Das “Normal“ entspricht der Norm, und die ist nicht mehr gesund. Das “Normale“ hat den Zugang zu seinem natürlichen Ursprung verloren, es lebt abgespalten von der Natur. Es weicht von seinem eigentlichen Naturell ab und ist mehr unbewusst als bewusst, der Vermeidung anheim gefallen und süchtig nach Ablenkung von sich selbst. Es leugnet den eigenen Schatten und hinterlässt ihn den folgenden Generationen.

Der “Norm“ zu entsprechen, ist nicht uneingeschränkt positiv. Das “Normal“ ist infrage zu stellen und zu verbessern – allein schon im Sinne unseres Mutterplaneten und des Lebens, das außer dem menschlichen auf ihm existiert.
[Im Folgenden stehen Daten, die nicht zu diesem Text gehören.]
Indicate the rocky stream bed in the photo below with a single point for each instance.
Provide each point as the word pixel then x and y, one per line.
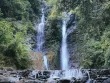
pixel 9 75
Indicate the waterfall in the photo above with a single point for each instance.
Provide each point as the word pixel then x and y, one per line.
pixel 40 38
pixel 64 51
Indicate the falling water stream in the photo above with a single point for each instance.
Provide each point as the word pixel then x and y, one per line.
pixel 40 38
pixel 64 51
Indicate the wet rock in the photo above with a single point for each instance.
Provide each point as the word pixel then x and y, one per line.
pixel 65 81
pixel 107 80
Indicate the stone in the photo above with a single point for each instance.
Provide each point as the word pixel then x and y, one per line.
pixel 107 80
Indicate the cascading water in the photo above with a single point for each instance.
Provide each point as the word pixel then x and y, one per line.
pixel 40 38
pixel 64 51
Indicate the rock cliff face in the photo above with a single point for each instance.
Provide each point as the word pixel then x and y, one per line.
pixel 9 75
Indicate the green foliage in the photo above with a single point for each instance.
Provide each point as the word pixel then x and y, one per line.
pixel 91 37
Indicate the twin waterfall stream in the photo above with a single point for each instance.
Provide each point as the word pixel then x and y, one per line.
pixel 40 39
pixel 64 55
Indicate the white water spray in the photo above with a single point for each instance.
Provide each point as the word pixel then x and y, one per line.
pixel 40 38
pixel 64 51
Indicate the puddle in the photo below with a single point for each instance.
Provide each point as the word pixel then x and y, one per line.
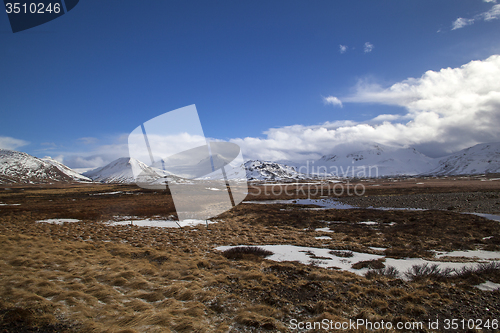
pixel 323 203
pixel 323 237
pixel 108 193
pixel 323 230
pixel 161 223
pixel 333 204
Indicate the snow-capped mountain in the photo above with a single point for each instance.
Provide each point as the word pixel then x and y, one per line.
pixel 21 168
pixel 370 160
pixel 260 170
pixel 478 159
pixel 64 169
pixel 120 171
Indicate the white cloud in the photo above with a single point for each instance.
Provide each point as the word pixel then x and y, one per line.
pixel 492 14
pixel 368 47
pixel 11 143
pixel 332 100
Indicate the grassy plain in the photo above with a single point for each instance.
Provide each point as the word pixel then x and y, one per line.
pixel 89 276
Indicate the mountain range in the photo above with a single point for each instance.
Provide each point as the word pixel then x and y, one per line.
pixel 359 160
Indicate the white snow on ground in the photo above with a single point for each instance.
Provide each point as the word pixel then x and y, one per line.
pixel 58 221
pixel 479 254
pixel 323 230
pixel 377 248
pixel 303 255
pixel 488 286
pixel 162 223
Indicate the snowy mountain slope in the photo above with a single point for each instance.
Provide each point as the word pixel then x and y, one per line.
pixel 478 159
pixel 120 171
pixel 370 160
pixel 22 168
pixel 64 169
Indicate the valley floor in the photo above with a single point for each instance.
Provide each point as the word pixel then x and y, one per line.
pixel 87 275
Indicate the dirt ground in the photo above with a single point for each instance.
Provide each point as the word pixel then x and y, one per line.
pixel 89 276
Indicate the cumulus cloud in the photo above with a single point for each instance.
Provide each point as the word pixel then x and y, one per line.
pixel 368 47
pixel 492 14
pixel 333 101
pixel 444 111
pixel 11 143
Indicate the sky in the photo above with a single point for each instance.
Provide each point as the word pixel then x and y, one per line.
pixel 283 79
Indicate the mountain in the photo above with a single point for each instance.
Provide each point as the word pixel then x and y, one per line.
pixel 21 168
pixel 370 160
pixel 120 171
pixel 64 169
pixel 478 159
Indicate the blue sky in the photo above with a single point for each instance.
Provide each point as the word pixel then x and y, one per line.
pixel 259 72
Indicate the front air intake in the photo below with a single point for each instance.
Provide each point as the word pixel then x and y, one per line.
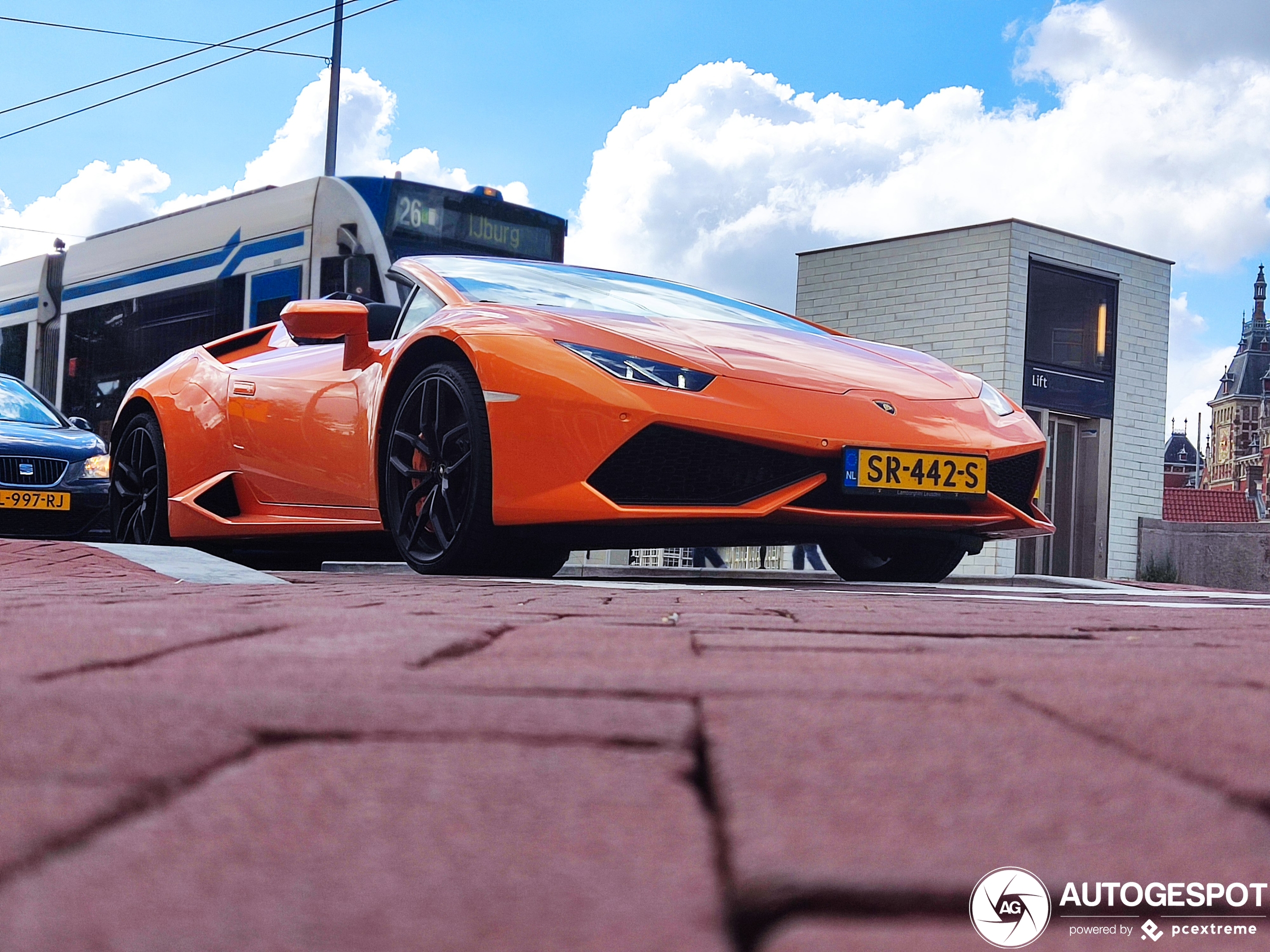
pixel 1014 478
pixel 668 466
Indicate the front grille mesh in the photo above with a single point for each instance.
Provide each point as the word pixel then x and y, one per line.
pixel 1012 479
pixel 44 473
pixel 667 466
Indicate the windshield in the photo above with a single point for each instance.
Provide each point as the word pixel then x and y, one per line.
pixel 538 285
pixel 20 405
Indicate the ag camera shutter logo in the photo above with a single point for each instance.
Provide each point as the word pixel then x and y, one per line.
pixel 1010 908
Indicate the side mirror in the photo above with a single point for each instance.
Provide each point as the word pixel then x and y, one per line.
pixel 330 321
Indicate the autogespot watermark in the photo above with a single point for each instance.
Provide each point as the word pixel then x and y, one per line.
pixel 1010 908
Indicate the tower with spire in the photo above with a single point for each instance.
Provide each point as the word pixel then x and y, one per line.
pixel 1238 409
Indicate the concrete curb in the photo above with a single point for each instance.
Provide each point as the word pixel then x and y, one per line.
pixel 634 573
pixel 188 565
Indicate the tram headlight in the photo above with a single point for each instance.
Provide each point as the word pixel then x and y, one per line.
pixel 97 467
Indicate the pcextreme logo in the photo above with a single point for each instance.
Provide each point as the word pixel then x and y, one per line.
pixel 1010 908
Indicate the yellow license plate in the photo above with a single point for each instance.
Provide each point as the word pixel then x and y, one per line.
pixel 20 499
pixel 906 471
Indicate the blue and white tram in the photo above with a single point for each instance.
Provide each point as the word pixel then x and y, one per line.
pixel 82 325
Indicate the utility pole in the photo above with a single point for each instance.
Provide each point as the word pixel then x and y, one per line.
pixel 333 108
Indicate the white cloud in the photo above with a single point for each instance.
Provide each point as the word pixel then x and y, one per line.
pixel 100 198
pixel 728 173
pixel 1160 141
pixel 96 200
pixel 1193 367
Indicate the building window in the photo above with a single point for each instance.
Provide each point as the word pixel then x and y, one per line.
pixel 1071 319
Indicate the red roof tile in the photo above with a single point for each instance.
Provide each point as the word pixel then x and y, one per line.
pixel 1207 506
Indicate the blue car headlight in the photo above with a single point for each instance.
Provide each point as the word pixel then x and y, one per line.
pixel 639 370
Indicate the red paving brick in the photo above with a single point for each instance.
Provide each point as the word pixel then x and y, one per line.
pixel 396 762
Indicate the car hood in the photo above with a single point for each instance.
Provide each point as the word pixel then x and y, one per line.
pixel 790 358
pixel 52 442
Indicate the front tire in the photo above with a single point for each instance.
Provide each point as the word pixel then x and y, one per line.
pixel 894 559
pixel 438 474
pixel 139 484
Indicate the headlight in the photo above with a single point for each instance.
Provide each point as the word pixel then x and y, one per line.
pixel 995 400
pixel 639 370
pixel 97 467
pixel 988 394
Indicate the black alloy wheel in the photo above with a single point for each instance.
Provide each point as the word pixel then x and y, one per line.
pixel 894 559
pixel 438 474
pixel 139 484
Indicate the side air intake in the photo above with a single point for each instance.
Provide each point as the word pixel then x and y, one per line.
pixel 1012 479
pixel 220 499
pixel 668 466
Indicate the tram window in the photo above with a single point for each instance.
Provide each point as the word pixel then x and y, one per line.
pixel 111 346
pixel 13 351
pixel 330 277
pixel 1071 319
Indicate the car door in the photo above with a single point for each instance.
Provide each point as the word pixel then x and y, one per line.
pixel 300 426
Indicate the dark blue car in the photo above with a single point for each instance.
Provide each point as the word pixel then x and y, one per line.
pixel 55 475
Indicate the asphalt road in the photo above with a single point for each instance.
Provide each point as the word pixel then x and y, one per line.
pixel 403 763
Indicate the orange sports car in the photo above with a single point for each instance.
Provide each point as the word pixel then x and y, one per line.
pixel 512 412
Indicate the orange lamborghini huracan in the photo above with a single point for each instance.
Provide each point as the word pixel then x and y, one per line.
pixel 514 410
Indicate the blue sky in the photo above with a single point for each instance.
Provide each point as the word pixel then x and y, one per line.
pixel 507 90
pixel 518 92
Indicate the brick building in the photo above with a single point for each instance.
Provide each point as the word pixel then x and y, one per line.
pixel 1184 464
pixel 1238 409
pixel 1074 329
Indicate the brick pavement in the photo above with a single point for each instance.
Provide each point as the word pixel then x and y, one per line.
pixel 396 762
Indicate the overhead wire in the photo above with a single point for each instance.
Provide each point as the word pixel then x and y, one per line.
pixel 174 59
pixel 228 45
pixel 188 73
pixel 40 231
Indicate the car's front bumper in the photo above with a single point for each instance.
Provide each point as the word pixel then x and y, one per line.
pixel 568 418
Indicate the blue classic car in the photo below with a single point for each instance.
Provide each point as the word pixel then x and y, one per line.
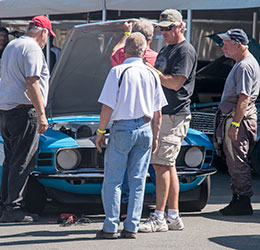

Wir können keine Wunder erwarten, wenn wir uns den Wundern verweigern und nicht in die Tat hineinkommen. Veränderung ist ohne intrinsische Motivation nicht freiwillig. Ohne Antrieb aus freien Stücken heraus gibt es keine Bewegung in die Freude hinein. Dann unterliegen wir äußeren Zwängen.

Was also führt in eine gewollte Wandlung hinein? Der bewusste Entschluss und die direkte Umsetzung. Jede Gelegenheit könnte die letzte sein. Wenn es um das eigene Glück geht, sollte man also ungeduldig bleiben.

Das Glühwürmchen ist ein Krafttier, das nur den wachen Gemütern und offenen Herzen begegnet, die potentiell kühn genug sind, um das kostbar-kurze Zeitfenster zu nutzen, das sich in der Begegnung mit dem winzig kleinen Lichtbringer bietet.

Glühwürmchen leben nicht lang, doch ihr Leuchten beherbergt die Kraft aller Sonnen in multiplen Universen. 

Ein Moment kann den Verlauf eines Lebens verändern, wenn wir in ihm die richtige Entscheidung treffen und der Stimme unseres Herzens vertrauen. Ein kleines Leben kann wiederum die Entscheidungen anderer positiv beeinflussen, Hoffnung spenden und ein Leuchtfeuer entfachen.

Wenn zwei Glühwürmchen sich füreinander entscheiden, strahlen sie noch heller als allein. Sie dürfen sich heldenhaft über die Furcht vor dem Unbekannten hinwegsetzen und sich der Transformation hingeben, nach vorne gehen und sich über die Apathie der Gewohnheit erheben, sich zu einander bekennen, sich selbst und einander ermächtigen, ihre Bestimmung zu erfüllen und zu strahlen – aus Liebe und aus Zuversicht.

Begegnest Du jemandem, der dazu wirklich noch den Mut aufbringt, locke das Glühwürmchen nicht in eine Falle hinein, die Dir erlaubt, es zu täuschen, sein Vertrauen auf Dich allein zu lenken und dann zu missbrauchen, es nur für Dich zu beanspruchen, obwohl es für das große Ganze erschaffen wurde und Du Dich seiner Mission zwar anschließen könntest aber nicht möchtest. 

Kannst und willst Du sie nicht lieben, fange die Feuerfliege nicht ein… raube ihr nicht ihr Licht, sondern lasse ihr ihre Hoffnung…

Das Glühwürmchen ist vielleicht klein, doch seine Mission ist größer, als ein menschliches Gehirn es erfassen könnte. Es sucht seinesgleichen, denn es gehört zu jenen, die die kurze Spanne ihres Lebens dazu nutzen wollen, die Dunkelheit zu überwinden.

In jedem von uns wohnt ein Glühwürmchen. Aber es kann nur fliegen, wenn wir auf seine Flügel achten und ihm erlauben, sich der Welt zu zeigen.